Samsung's dominance of the smartphone industry seems to be set to continue based on the rapidly increasing adoption rate of Samsung's flagship device, the Galaxy S5. As can be seen from figures taken from Chitika Insights, a data management company, 4.3% of Samsung's smartphone web traffic in 2014 belongs to the S5. In comparison, 2% of Samsung's smartphone web traffic in 2013 belongs to the S4. This might not seem to be much, but taking into consideration that in terms of smartphone web traffic by manufacturers, 61.7% belongs to Samsung while its closest competitor, LG holds 10.3%. This clearly illustrates that dethroning Samsung will be an uphill task.
This raises the question on how Samsung has continued to establish its foothold in the smartphone industry even though competition is fiercer due to more players coming in.
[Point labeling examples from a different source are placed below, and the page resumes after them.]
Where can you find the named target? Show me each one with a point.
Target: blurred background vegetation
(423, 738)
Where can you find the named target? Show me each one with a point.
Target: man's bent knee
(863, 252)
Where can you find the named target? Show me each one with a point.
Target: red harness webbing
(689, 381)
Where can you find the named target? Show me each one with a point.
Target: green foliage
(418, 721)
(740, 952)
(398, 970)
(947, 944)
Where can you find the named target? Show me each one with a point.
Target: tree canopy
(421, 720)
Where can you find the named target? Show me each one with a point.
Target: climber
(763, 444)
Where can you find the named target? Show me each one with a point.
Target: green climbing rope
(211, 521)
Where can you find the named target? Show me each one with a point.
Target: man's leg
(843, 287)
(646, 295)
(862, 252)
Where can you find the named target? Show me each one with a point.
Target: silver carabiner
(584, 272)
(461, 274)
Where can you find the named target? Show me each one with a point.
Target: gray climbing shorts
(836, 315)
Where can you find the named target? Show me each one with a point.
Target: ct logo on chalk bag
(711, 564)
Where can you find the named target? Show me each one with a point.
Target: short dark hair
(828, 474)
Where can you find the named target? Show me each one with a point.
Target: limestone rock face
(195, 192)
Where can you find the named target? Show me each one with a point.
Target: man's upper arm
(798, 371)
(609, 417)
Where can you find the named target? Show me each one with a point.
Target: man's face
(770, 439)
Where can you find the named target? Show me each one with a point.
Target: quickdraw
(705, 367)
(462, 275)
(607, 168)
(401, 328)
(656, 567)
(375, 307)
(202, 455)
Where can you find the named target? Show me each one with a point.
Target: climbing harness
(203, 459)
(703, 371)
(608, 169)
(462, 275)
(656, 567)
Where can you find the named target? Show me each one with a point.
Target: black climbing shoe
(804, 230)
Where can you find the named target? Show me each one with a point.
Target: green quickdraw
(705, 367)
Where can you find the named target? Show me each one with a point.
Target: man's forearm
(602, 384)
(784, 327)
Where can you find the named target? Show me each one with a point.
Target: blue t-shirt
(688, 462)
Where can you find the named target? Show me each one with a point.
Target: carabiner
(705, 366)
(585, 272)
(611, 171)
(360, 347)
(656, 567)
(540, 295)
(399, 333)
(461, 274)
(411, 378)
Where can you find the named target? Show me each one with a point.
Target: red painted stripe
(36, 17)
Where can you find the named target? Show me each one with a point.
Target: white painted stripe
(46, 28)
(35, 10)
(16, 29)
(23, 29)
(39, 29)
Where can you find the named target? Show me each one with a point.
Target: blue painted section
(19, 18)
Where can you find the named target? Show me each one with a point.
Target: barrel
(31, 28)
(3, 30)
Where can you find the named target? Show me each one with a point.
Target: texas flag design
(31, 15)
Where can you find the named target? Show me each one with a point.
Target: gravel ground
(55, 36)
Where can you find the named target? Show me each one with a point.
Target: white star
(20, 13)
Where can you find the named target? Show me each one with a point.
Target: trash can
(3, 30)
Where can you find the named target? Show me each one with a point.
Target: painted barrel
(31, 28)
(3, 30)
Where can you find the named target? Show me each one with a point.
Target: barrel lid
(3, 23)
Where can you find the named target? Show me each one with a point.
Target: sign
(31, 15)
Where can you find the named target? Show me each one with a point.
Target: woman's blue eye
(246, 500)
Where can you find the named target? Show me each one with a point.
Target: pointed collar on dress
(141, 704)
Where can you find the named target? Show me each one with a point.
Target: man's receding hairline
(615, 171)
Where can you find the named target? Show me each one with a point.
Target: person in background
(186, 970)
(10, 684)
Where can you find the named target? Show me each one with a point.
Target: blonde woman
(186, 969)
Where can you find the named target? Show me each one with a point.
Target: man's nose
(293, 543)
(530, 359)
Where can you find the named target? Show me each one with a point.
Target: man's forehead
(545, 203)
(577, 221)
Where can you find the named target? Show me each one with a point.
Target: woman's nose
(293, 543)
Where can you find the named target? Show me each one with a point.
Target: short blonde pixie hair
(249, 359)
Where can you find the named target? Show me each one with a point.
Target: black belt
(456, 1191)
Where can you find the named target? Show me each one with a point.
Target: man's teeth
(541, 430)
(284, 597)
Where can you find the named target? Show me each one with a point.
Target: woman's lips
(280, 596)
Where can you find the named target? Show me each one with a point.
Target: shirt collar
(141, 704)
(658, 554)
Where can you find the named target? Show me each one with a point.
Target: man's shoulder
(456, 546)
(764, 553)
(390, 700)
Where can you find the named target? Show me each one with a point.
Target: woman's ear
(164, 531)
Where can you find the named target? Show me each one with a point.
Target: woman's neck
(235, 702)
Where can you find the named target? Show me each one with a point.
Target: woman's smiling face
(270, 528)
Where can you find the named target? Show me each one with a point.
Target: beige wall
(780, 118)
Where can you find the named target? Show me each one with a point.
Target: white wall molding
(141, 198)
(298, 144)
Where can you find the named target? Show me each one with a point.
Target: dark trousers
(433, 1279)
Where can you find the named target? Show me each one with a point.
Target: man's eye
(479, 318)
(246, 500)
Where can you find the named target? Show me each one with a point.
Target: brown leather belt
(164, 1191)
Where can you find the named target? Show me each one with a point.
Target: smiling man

Samsung has employed a number of strategies to better leverage on its strengths, ensure that the S5 is readily accessible and promote awareness of the Galaxy S5.
The first strategy that Samsung seem to have employed is that of availability. By ensuring that the S5 can be obtained from carriers to brick and mortar store, this makes it easy for consumers to try out and purchase the S5 on the spot. As compared to the Sony Xperia Z2, in which there is a fair bit of interest but is sadly unavailable, this hurts Sony's reputation as most consumers would rather have a desired device now, rather than be left in limbo as to the availability.
The second strategy is the use of promotion and offers so as to entice potential customers to jump onto the S5 bandwagon. Verizon's promotion for customers to buy a S5 and get a free smartphone of equal value or Roger's offer to sell a Gear 2 Neo for $49 if customers buy a S5 are just some examples of this. These offers help to offset the cost of buying a S5 and attracts users on the fence to jump in as they are paying less for more and have less to lose in doing so.
The third strategy is the marketing or awareness of new features. Samsung has done this through the use of video ads. These help users to understand what is new and different in the S5 via a more visual and audio manner. The fourth strategy is to make relatively minimal changes to the overall hardware design, while adding features and improving software. The idea here is to bank on what already works and tweak on issues that users have. Judging from the launch sales, this seems to have gone off rather well.
In conclusion, Samsung's success comes from understanding what consumers want, playing on its strength and reacting to criticisms. For other manufacturers to be able to match Samsung, would require them to better respond to customers' demands while leveraging on their own strengths.